In 1987, as a teenager, Sloboda discovered fossil eggshells in southern Alberta which she passed on to scientists, who uncovered multiple nests of hadrosaurs (duck-billed dinosaurs) including fossilized embryos. She enrolled at the University of Lethbridge in 1989 and in the summer of 1990, discovered a hadrosaur skeleton. She worked for 16 years as a paleontological technician at the Royal Tyrrell Museum and started her own business, Mesozoic Wrex Repair, a fossil preparation and casting company, in 2001. She earned B.A. in history from the University of Lethbridge in 2001.

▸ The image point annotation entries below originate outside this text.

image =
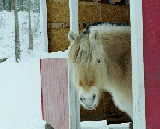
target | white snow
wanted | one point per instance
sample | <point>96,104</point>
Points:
<point>20,84</point>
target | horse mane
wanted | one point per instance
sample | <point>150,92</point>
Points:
<point>87,50</point>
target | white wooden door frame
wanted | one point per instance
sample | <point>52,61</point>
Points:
<point>137,62</point>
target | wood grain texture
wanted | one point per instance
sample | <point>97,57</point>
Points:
<point>54,82</point>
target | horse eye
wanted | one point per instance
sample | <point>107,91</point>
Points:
<point>98,60</point>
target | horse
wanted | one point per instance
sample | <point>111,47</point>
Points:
<point>101,59</point>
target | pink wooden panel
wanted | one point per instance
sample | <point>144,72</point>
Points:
<point>54,82</point>
<point>151,39</point>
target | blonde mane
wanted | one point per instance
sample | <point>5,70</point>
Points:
<point>102,60</point>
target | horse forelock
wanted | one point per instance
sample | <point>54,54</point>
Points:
<point>85,50</point>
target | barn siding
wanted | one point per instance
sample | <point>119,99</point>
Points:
<point>151,33</point>
<point>54,82</point>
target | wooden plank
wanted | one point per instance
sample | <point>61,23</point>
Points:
<point>137,65</point>
<point>114,13</point>
<point>74,104</point>
<point>89,12</point>
<point>43,25</point>
<point>54,78</point>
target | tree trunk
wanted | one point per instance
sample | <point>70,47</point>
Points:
<point>17,43</point>
<point>30,33</point>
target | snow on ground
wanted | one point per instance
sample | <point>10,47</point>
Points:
<point>20,85</point>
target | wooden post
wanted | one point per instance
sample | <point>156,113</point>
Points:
<point>74,104</point>
<point>43,24</point>
<point>137,65</point>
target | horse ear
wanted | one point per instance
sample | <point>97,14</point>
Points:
<point>72,36</point>
<point>95,35</point>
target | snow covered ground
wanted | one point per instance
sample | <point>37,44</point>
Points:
<point>20,85</point>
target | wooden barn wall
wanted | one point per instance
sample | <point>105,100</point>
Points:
<point>58,12</point>
<point>151,53</point>
<point>54,83</point>
<point>58,28</point>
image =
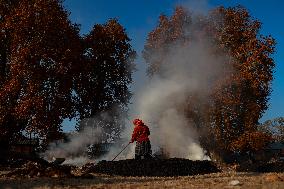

Paleontologist David Evans, of the Royal Ontario Museum calls Sloboda "basically a legend in Alberta. She's probably one of the best dinosaur hunters in the world." Her discoveries include the first pterosaur bonebed in North America, and a pterosaur leg showing evidence of predation by a small dinosaur that inspired author Daniel Loxton's 2013 book Pterosaur Trouble.

Sloboda has made numerous discoveries in Alberta's Dinosaur Provincial Park, including fossil skulls of Corythosaurus, ankylosaurs (including Euoplocephalus) and crocodilians. In 1999, she discovered and prepared the first known fossils of a gravid (egg-containing) turtle. In 2005, along with paleontologist Darla Zelenitsky, she described the oogenus Reticuloolithus: fossilized eggshells found in Alberta and Montana, believed to have been laid by maniraptoran dinosaurs such as oviraptorosaurs or dromaeosaurids.

In 2003, while working in South America, Sloboda discovered a fossil footprint in Plaza Huincul, Argentina. The footprint was described as a new ichnospecies by paleontologists Rodolfo Coria, Philip Currie, Alberto Garrido, and David Eberth, who honored Sloboda by naming it Barrosopus slobodai, which translates as "Sloboda's muddy foot".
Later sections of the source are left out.